2. It beautifully communicates the differences and similarities of a vast number of communities, allowing children to appreciate and celebrate the same. 

3. It harmoniously unites children of all backgrounds to respect and understand the values of another’s religion allowing them to be global citizens in true sense. 

These experiences teach children to embrace differences and grow into becoming responsible global citizens that respect all religions and regions. So choose a playschool for child that will make him/her an individual that by all means is a global citizen. 

How Cultural Activities At Schools Teach Children Lessons Beyond Culture

“Let’s make diyas today” declares the teacher out-loud with a huge cheer echoing amongst all the children dressed for Diwali celebrations. Not many days later, precious little ones all dine on the same mat relishing some sheerkhorma that is being served to the class after they hugged and greeted each other “Eid Mubarak”. Rahman painted his diyas and lit them at home that night along with his parents, while Aadhya’s mom was now trying to make her daughter’s new favourite sweet, sheerkhorma, for her friends. 

Children see the world the way it is meant to be. Undivided by any boundary and united in every aspect. Free from any biases, children cherish every festival and adorn every culture to their hearts content. For them, every reason to celebrate, is most welcome!

As a child’s first diverse learning environment, preschools shoulder the responsibility of simplifying the legends & lessons of every religion and culture. 

These when delivered innovatively through colourful, fun, displays, dramas, craft, dances, musical activities and other creative ways teach a child lessons beyond festivities. They teach morals and values such as goodness and empathy that draw light upon the similarities between us all. 

1. First and foremost, children model what they see, so the teacher's inclusion and acceptance of different ideas, customs, and traditions helps them learn to accept and respect all.

2. Classrooms can choose to display pictures or artwork on the wall that feature a variety of multicultural children. Posters, pictures, maps, and regalia of many kinds are essential in helping students develop a mental image thereby providing visual recognition of one another’s culture.

3. Dramatic plays with diversity dress up incorporate diversity; broadens their perspective about other’s feelings and instill a sense of empathy and respect.

Also, role plays and stories leave children with moral lessons.
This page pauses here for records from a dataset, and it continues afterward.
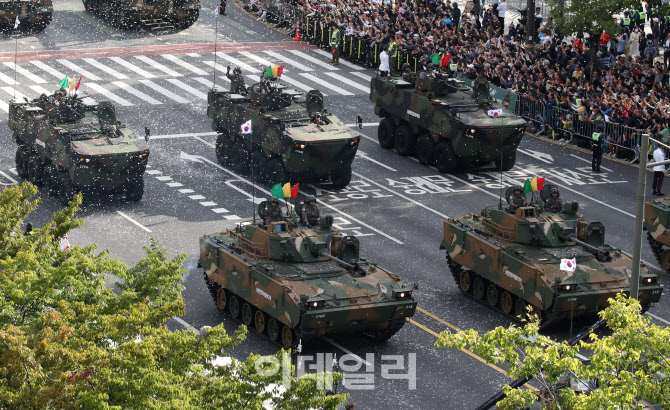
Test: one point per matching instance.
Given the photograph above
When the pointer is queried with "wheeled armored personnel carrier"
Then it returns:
(292, 281)
(33, 15)
(510, 258)
(76, 144)
(291, 137)
(445, 123)
(145, 13)
(657, 224)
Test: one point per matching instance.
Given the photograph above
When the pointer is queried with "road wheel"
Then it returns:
(221, 299)
(276, 172)
(67, 190)
(478, 288)
(341, 177)
(260, 166)
(492, 294)
(405, 140)
(259, 321)
(223, 146)
(445, 157)
(22, 156)
(385, 133)
(506, 302)
(465, 282)
(135, 190)
(287, 337)
(239, 156)
(273, 329)
(507, 162)
(425, 149)
(234, 307)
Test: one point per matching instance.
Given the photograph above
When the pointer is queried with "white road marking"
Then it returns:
(137, 93)
(133, 221)
(72, 66)
(313, 60)
(187, 88)
(158, 66)
(365, 88)
(108, 94)
(48, 69)
(293, 63)
(132, 67)
(184, 64)
(164, 91)
(95, 63)
(32, 77)
(325, 84)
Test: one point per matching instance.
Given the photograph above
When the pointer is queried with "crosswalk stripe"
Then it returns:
(108, 94)
(32, 77)
(312, 59)
(158, 66)
(132, 67)
(342, 62)
(293, 63)
(184, 64)
(11, 91)
(349, 82)
(325, 84)
(164, 91)
(72, 66)
(48, 69)
(108, 70)
(137, 93)
(188, 89)
(237, 62)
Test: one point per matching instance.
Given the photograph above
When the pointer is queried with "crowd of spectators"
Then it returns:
(630, 86)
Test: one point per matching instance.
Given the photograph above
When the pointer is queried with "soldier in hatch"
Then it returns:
(518, 199)
(554, 203)
(237, 85)
(310, 212)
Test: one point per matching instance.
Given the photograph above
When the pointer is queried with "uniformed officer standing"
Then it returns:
(237, 85)
(597, 139)
(310, 212)
(554, 203)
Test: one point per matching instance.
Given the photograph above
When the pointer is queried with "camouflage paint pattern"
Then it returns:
(450, 113)
(283, 127)
(278, 269)
(82, 148)
(521, 253)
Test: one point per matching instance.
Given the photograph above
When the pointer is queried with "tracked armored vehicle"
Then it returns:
(444, 123)
(157, 14)
(291, 281)
(76, 144)
(657, 224)
(511, 259)
(291, 137)
(34, 15)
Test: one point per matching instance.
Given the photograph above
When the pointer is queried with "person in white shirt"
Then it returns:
(659, 170)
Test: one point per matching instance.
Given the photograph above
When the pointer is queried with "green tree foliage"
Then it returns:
(630, 363)
(67, 341)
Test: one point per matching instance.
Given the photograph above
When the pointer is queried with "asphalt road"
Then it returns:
(394, 205)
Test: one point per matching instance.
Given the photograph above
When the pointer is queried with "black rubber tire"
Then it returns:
(239, 157)
(507, 162)
(386, 133)
(425, 149)
(259, 166)
(405, 140)
(135, 190)
(341, 177)
(445, 157)
(276, 173)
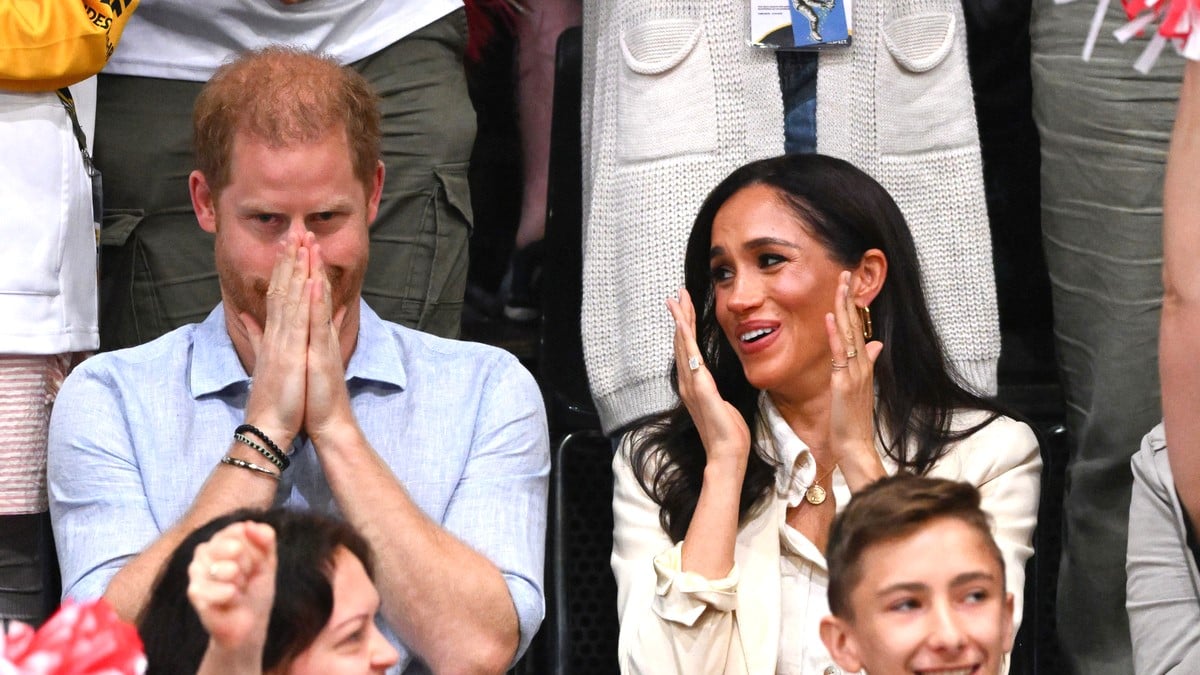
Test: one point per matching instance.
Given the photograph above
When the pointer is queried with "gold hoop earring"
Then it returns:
(864, 314)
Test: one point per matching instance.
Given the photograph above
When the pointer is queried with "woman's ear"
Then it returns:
(868, 278)
(203, 202)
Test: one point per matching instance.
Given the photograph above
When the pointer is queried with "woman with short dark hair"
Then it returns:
(807, 369)
(275, 591)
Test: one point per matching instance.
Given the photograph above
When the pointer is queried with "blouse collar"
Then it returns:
(797, 466)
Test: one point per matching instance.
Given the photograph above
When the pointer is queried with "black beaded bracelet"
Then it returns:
(281, 463)
(257, 431)
(250, 466)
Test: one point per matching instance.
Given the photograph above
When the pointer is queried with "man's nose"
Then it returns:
(298, 226)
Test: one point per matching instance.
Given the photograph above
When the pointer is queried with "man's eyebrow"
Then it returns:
(760, 243)
(910, 586)
(972, 577)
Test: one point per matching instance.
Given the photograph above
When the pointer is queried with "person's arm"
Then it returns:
(453, 604)
(275, 405)
(713, 531)
(1161, 573)
(54, 43)
(101, 515)
(1003, 461)
(232, 587)
(671, 621)
(1180, 328)
(676, 602)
For e.g., a role play on Ramayana leaves the children with the lesson – “Good wins over evil.”

4. Visit to historic/cultural places such as museums with art and exhibits are a great way to learn about cultural heritage.

5. Incorporating music from a variety of cultures during festival celebrations, featuring different types of instruments demonstrates the importance of music to many different cultures

6. Discussing differences and similarities in cultures with your students openly, but focusing the similarities. In this way, children can make connections that "others" are more like us than different. 

7. Indianized celebration. Festivals can be celebrated by drawing posters, decorating the room, and preparing some of the foods. For e.g., lighting Diyas on Diwali, serving Devaiyaan on Eid, playing with Colors on Holi etc. This kind of activity enables student to actively participate in the cultural heritage of one another.